Sonntag , 27. September 2020
Bundesaußenminister Heiko Maas (SPD) Quelle: Bernd von Jutrczenka/dpa

Maas: “Humanitäre Hilfe in Syrien ist unsere moralische Pflicht”

Bundesaußenminister Heiko Maas ruft die internationale Gemeinschaft zur Unterstützung der unter dem Krieg leidenden Menschen in Syrien auf. Für Deutschland sagt der SPD-Politiker weiterhin großes Engagement zu. Am Dienstag findet eine virtuelle Geberkonferenz auf Einladung der EU und der UN statt.

Berlin. Bundesaußenminister Heiko Maas hat die internationale Gemeinschaft zu großzügiger Unterstützung für die syrische Zivilbevölkerung aufgerufen. “Seit fast einem Jahrzehnt leiden die Menschen in Syrien unter dem bewaffneten Konflikt. Wir können das Schicksal der Millionen Vertriebenen, der Kinder mit zerstörten Träumen, der Gefolterten und Traumatisierten kaum nachvollziehen.
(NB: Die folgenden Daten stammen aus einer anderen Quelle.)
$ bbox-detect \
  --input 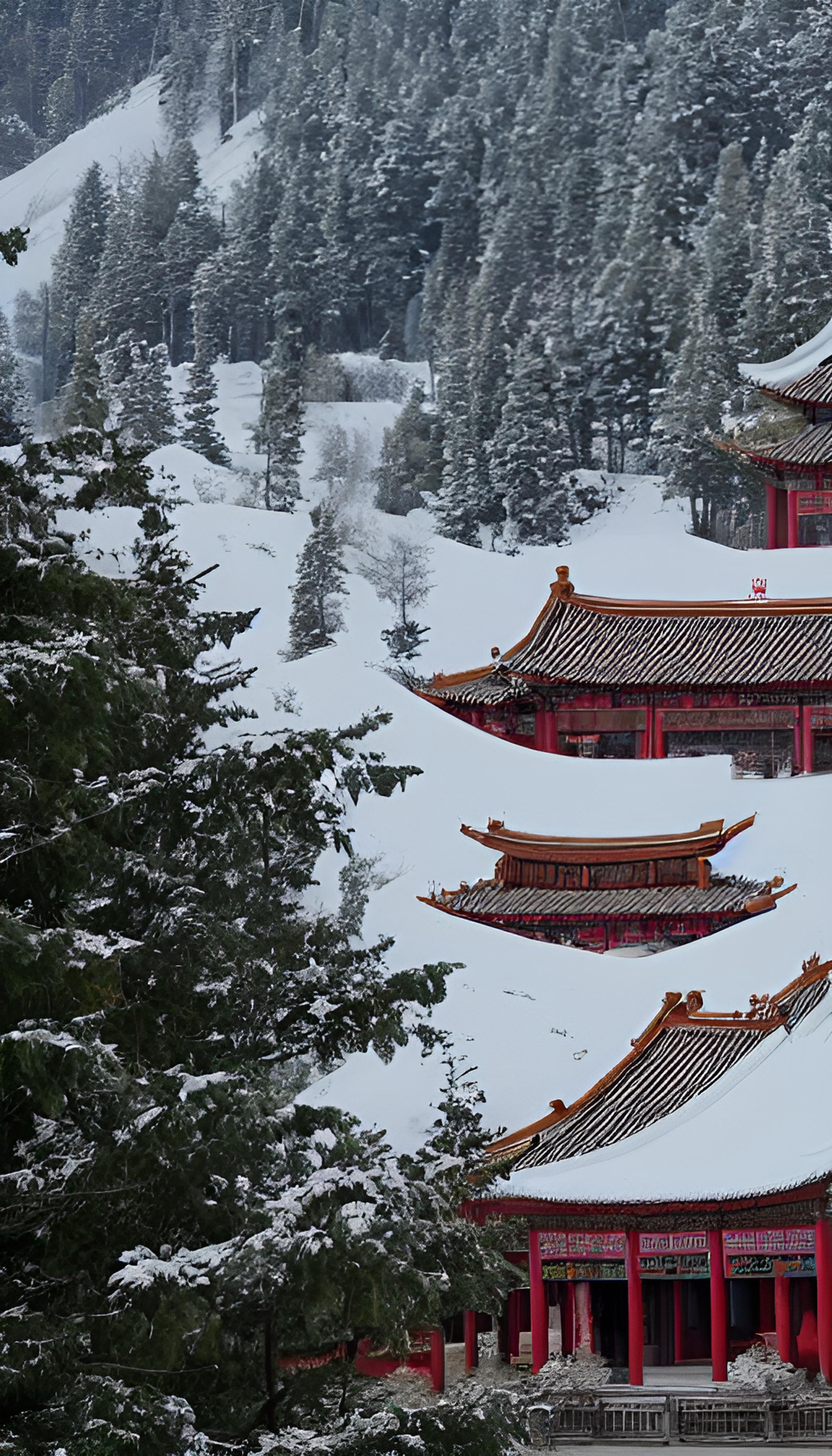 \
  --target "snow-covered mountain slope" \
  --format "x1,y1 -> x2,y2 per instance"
62,425 -> 832,1146
0,76 -> 261,313
11,79 -> 832,1146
Es ist aber unsere moralische Pflicht, sie mit humanitärer Hilfe zu unterstützen und eine Perspektive für ein würdevolles Leben zu schaffen”, sagte Maas dem RedaktionsNetzwerk Deutschland (RND).

Der SPD-Politiker unterstrich den Einsatz der Bundesregierung: “Deutschland bleibt den Opfern des Krieges in Syrien und den Nachbarländern weiterhin verpflichtet und wird als einer der größten humanitären Geber auch dieses Jahr einen substanziellen Beitrag zur Finanzierung der von den Vereinten Nationen erstellten Hilfspläne leisten”, sagte Maas mit Blick auf eine für Dienstag geplante virtuelle Geberkonferenz der Europäischen Union und der Vereinten Nationen.

Maas pochte zudem auf einen verbesserten Zugang für Helfer zu den Kriegsgebieten: “Damit diese Hilfe auch ankommt, muss auch die Möglichkeit der grenzüberschreitenden Hilfe gesichert werden, auf die die Menschen im Norden Syriens angewiesen sind. Dort darf sich die Lage nicht noch weiter verschärfen.” Deutschland arbeite im UN-Sicherheitsrat “mit Hochdruck” an der Verlängerung der Crossborder-Resolution zu grenzüberschreitender humanitärer Hilfe nach Syrien.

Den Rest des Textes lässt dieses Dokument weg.